Ponieważ natrętna jest ta, która błaga,[6]
uzyskała dwie rzeczy dla tego, który się upokarza.
(31) Jej błaganie otrzymało łaskę,
jej modlitwa – sprawiedliwość.
(33-54. Obłudna pokuta.)
Pokuta tego wieku
jest pełna hipokryzji.
(35) Bez końca czynią siebie pokutnikami,
Bez końca czynią siebie grzesznikami.
Dopiero w ostatniej godzinie wzywają
pokutę, aby ich ocaliła.
Tak też dziecko, gdy jest krzywdzone,
szuka schronienia u tego, który może je obronić.[7]

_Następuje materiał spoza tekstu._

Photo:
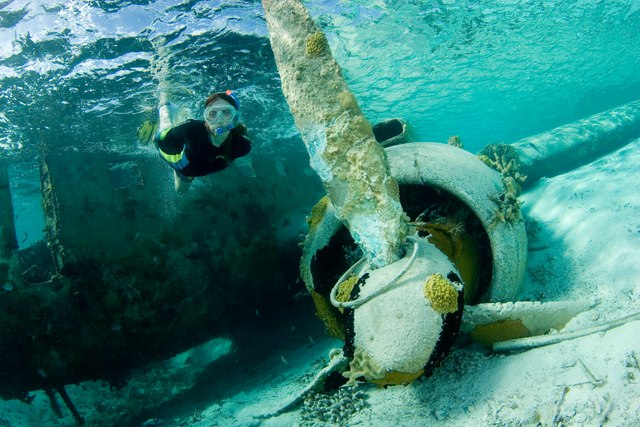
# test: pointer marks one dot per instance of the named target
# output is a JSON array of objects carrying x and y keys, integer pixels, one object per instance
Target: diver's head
[{"x": 221, "y": 113}]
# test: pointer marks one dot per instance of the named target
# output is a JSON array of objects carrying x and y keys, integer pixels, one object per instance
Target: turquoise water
[{"x": 83, "y": 75}]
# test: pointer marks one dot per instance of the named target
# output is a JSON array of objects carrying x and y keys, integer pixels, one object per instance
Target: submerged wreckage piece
[
  {"x": 141, "y": 273},
  {"x": 460, "y": 241},
  {"x": 9, "y": 268},
  {"x": 569, "y": 146},
  {"x": 453, "y": 210}
]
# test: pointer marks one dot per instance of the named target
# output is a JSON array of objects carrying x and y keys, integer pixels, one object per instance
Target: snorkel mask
[{"x": 222, "y": 118}]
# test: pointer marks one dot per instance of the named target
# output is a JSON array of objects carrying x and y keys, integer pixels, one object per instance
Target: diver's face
[{"x": 219, "y": 114}]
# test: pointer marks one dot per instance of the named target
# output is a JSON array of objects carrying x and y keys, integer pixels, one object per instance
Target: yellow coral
[
  {"x": 317, "y": 44},
  {"x": 329, "y": 316},
  {"x": 441, "y": 293}
]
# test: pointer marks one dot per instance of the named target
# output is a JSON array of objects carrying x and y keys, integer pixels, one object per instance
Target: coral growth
[
  {"x": 441, "y": 293},
  {"x": 335, "y": 408},
  {"x": 508, "y": 204},
  {"x": 317, "y": 44},
  {"x": 504, "y": 159},
  {"x": 455, "y": 141},
  {"x": 362, "y": 366},
  {"x": 317, "y": 214},
  {"x": 346, "y": 288}
]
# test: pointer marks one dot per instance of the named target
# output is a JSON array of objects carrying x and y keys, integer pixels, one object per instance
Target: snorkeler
[{"x": 200, "y": 147}]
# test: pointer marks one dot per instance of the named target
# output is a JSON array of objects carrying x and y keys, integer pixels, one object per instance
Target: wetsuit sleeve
[{"x": 172, "y": 148}]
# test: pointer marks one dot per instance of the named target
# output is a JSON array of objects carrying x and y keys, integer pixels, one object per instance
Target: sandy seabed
[{"x": 585, "y": 247}]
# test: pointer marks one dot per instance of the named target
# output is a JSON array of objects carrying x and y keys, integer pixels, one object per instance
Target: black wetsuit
[{"x": 189, "y": 151}]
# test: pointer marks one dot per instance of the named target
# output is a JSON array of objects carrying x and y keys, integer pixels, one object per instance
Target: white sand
[{"x": 586, "y": 248}]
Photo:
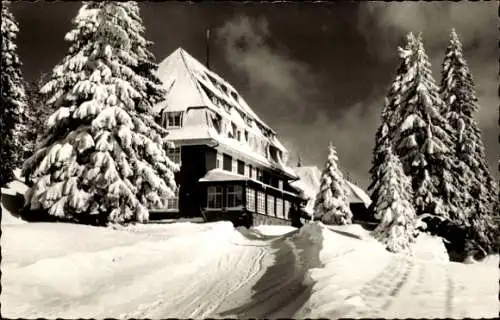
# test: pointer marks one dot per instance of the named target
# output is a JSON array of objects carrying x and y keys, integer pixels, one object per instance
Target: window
[
  {"x": 172, "y": 119},
  {"x": 261, "y": 204},
  {"x": 270, "y": 205},
  {"x": 234, "y": 196},
  {"x": 259, "y": 173},
  {"x": 287, "y": 209},
  {"x": 279, "y": 208},
  {"x": 250, "y": 199},
  {"x": 174, "y": 154},
  {"x": 266, "y": 177},
  {"x": 227, "y": 163},
  {"x": 214, "y": 197},
  {"x": 216, "y": 122},
  {"x": 219, "y": 161},
  {"x": 173, "y": 202},
  {"x": 234, "y": 166},
  {"x": 235, "y": 131},
  {"x": 241, "y": 167}
]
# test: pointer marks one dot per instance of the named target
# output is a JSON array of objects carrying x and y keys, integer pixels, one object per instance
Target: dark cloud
[{"x": 280, "y": 82}]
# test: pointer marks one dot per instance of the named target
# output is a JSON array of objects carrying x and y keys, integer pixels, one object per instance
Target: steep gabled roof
[
  {"x": 186, "y": 81},
  {"x": 202, "y": 95}
]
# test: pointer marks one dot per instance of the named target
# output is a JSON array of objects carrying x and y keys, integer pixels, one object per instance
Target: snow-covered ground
[{"x": 200, "y": 270}]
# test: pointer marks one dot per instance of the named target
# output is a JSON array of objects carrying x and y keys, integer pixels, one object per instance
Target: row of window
[
  {"x": 226, "y": 162},
  {"x": 256, "y": 201},
  {"x": 171, "y": 120},
  {"x": 173, "y": 203},
  {"x": 215, "y": 194}
]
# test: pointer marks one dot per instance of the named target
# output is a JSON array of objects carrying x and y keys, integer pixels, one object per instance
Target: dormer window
[
  {"x": 172, "y": 119},
  {"x": 234, "y": 95}
]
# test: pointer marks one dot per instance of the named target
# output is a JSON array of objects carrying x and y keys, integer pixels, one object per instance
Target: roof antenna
[{"x": 207, "y": 44}]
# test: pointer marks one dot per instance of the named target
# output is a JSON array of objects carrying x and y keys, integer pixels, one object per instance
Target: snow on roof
[
  {"x": 191, "y": 86},
  {"x": 188, "y": 83}
]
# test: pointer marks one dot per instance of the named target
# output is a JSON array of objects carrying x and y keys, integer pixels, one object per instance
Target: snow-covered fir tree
[
  {"x": 394, "y": 207},
  {"x": 102, "y": 158},
  {"x": 393, "y": 101},
  {"x": 13, "y": 98},
  {"x": 423, "y": 139},
  {"x": 457, "y": 89},
  {"x": 332, "y": 205}
]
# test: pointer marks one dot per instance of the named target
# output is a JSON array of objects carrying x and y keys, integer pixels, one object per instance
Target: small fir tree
[
  {"x": 394, "y": 208},
  {"x": 35, "y": 115},
  {"x": 13, "y": 99},
  {"x": 332, "y": 206},
  {"x": 102, "y": 158}
]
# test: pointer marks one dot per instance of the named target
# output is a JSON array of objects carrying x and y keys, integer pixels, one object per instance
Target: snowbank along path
[{"x": 191, "y": 270}]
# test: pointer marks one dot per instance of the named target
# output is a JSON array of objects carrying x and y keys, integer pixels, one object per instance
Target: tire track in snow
[{"x": 233, "y": 272}]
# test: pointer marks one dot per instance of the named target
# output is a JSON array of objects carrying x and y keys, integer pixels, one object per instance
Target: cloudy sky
[{"x": 315, "y": 72}]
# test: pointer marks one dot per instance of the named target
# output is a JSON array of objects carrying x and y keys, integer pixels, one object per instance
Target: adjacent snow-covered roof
[{"x": 211, "y": 106}]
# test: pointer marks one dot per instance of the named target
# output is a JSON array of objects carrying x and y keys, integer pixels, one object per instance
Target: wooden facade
[{"x": 213, "y": 128}]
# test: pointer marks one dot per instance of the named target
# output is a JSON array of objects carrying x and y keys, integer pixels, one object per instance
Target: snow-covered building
[
  {"x": 232, "y": 164},
  {"x": 309, "y": 183}
]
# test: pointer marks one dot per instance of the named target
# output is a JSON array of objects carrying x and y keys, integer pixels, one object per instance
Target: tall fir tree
[
  {"x": 393, "y": 101},
  {"x": 102, "y": 158},
  {"x": 35, "y": 115},
  {"x": 423, "y": 140},
  {"x": 394, "y": 207},
  {"x": 13, "y": 98},
  {"x": 457, "y": 89},
  {"x": 332, "y": 205}
]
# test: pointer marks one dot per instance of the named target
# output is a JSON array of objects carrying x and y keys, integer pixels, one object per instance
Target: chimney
[{"x": 207, "y": 44}]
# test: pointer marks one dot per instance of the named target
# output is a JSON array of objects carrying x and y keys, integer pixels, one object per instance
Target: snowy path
[{"x": 187, "y": 270}]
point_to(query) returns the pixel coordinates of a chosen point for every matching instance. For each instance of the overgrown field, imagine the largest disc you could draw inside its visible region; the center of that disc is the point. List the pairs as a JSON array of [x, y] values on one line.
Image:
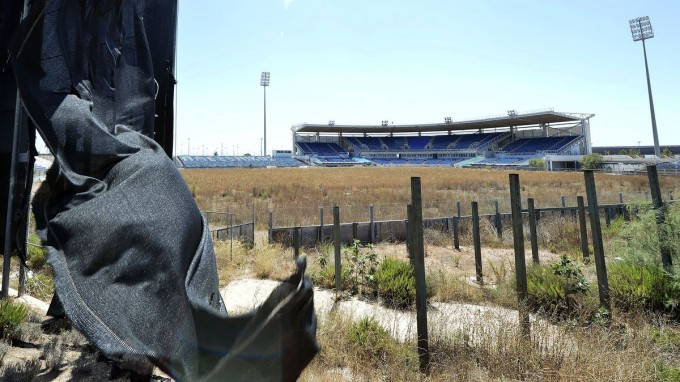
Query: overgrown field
[[295, 195], [572, 339]]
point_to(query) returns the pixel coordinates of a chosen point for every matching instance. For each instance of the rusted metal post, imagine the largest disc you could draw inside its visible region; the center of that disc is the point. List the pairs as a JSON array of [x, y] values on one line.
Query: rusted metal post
[[598, 248], [582, 226], [456, 233], [666, 258], [498, 222], [520, 261], [477, 242], [271, 225], [336, 245], [533, 230], [419, 269]]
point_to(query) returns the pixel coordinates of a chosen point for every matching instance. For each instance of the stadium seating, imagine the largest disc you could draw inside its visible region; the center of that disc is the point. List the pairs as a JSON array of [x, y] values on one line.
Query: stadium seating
[[321, 149], [537, 145], [187, 161], [418, 143], [366, 143], [513, 160], [394, 143]]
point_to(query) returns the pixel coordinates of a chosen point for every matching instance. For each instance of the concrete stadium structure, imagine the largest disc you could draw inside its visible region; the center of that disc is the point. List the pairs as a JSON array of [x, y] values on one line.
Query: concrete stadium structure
[[509, 140]]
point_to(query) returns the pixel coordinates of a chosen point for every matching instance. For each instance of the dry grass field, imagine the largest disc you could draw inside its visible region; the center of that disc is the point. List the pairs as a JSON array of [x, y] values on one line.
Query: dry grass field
[[296, 194], [639, 343]]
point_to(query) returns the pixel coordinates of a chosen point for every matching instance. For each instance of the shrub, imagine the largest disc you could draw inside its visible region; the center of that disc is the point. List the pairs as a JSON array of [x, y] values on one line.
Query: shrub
[[638, 285], [537, 162], [53, 353], [25, 371], [553, 289], [37, 257], [357, 273], [362, 266], [591, 161], [396, 283], [12, 314], [369, 339], [5, 347]]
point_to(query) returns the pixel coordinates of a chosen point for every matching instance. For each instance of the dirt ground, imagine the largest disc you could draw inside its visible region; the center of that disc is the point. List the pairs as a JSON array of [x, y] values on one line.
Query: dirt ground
[[454, 263]]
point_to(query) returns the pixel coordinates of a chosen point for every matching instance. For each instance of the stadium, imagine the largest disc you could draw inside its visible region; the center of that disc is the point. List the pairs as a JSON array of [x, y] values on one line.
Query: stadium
[[510, 140]]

(41) Lecz gdy milczy jego wychowawca,
nie dba już o swojego obrońcę.
Ci, którzy wybierają (czasy) przypominają dzieci;
ci, którzy (ją) praktykują z umiarem – bezczelnych.
(45) W gniewie wzywają obrońcę;
w pokoju już się nim nie martwią.
Kiedy widzą, że nadchodzi gniew,
chronią się w pokucie.
Kiedy widzą, że zbliża się rózga,
zrzucają swoje ubrania i przywdziewają wory.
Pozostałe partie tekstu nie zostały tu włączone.